Myself and my husband did enquiries with 2 debt counseling companies just to get quotes and compare at the end of the day when we made a decision to go with a 3rd company but to do debt consolidation we found out that one of the other companies had gone and placed me under debt review already. I was so mad as then the decision was out of my hands. That was 4yrs ago almost. We’re nearing the end of our term end of this yr… We can’t wait !
This is the issue. But have you found it useful in terms of learning to live without credit?
I would also just add that the courts make the actual determination of whether the consumer is or is not over indebted (the legal term). At first, the Debt Counsellor has an initial look (a review of the consumer’s debt) and then makes a determination if the consumer “appears” to be already over indebted (or not) or is likely to become over indebted if nothing changes in the near future. They then make a suggestion about the consumer’s whole situation to the courts (or tribunal) who make the ultimate call regarding if the consumer is actually over indebted or not.

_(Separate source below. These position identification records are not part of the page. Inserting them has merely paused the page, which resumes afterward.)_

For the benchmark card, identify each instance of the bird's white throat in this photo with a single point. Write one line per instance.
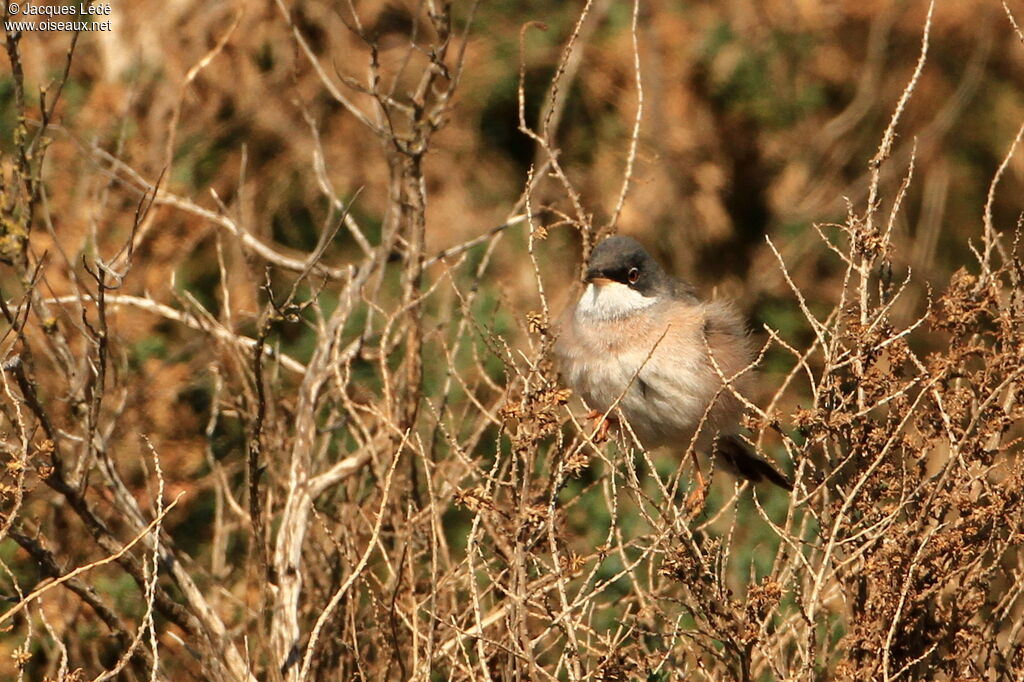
(610, 301)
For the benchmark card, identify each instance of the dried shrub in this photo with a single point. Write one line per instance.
(344, 454)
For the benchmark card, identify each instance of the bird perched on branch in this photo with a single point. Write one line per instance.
(642, 341)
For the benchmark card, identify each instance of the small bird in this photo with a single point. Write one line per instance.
(640, 337)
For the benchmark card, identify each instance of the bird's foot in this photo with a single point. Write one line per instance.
(602, 424)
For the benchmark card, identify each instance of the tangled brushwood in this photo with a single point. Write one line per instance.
(230, 458)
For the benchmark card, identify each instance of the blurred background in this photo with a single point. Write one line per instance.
(758, 119)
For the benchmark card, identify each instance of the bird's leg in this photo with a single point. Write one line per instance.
(603, 427)
(696, 499)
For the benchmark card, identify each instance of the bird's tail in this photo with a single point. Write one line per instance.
(736, 457)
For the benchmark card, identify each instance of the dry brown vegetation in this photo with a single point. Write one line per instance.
(279, 282)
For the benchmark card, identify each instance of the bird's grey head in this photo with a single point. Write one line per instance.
(623, 280)
(623, 259)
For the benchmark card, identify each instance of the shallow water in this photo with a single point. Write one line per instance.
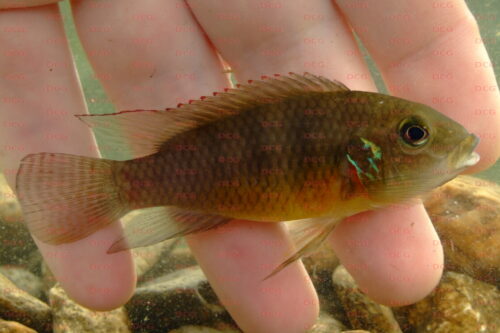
(488, 14)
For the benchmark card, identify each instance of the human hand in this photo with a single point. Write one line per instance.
(151, 54)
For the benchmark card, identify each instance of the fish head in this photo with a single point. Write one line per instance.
(409, 152)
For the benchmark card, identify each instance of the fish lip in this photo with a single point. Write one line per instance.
(464, 156)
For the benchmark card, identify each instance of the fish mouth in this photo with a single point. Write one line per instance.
(464, 156)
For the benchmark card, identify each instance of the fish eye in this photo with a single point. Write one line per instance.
(413, 133)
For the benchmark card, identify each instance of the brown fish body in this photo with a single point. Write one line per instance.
(272, 162)
(297, 147)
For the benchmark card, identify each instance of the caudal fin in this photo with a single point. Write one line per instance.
(65, 197)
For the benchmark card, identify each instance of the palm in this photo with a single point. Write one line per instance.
(255, 38)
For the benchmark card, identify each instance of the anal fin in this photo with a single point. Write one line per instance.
(161, 223)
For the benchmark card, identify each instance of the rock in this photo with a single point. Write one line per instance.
(466, 214)
(362, 312)
(24, 280)
(460, 304)
(15, 241)
(18, 305)
(14, 327)
(320, 266)
(180, 298)
(326, 324)
(71, 317)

Just a small point but it does make a difference in some situations.
A debt counsellor has only 2 decisions to make: 1. Ito section 79 read with section 86(7) and regulation 24(7) determine if the consumer is over indebted. Form 17.2 with option (b) determines the consumer is over indebted and the process begins. Roets v Van Vuuren Directive 3 September 2019 refers. In this after the assessment the debt counsellor must provide the consumer with a letter of acceptance. If a consumer is NOT over indebted then the debt counsellor MUST reject the application ito section 86(7)(a) and issue the form 17.2 with option (a). 2. The other decision is ito section 71 read with regulation 27 when a consumer demonstrates that all debt as prescribed subject to the debt review order has been paid in full. (Reminder the consumer has to demonstrate compliance with the debt review order, not the debt counsellor.) Any other onus placed on a debt counsellor is a possible offence ito section 157 of the NCA.
Renee you are completely correct. The problem is that unscrupulous debt counsellors put people under debt review and the only recourse is through NCR which is taking way too long to respond
A company may not offer debt counselling services ito section 47(1) of the National Credit Act. Ito section 44 of the same Act a debt counsellor is a natural person. Staff may only do administrative work ito section 136 of the NCA.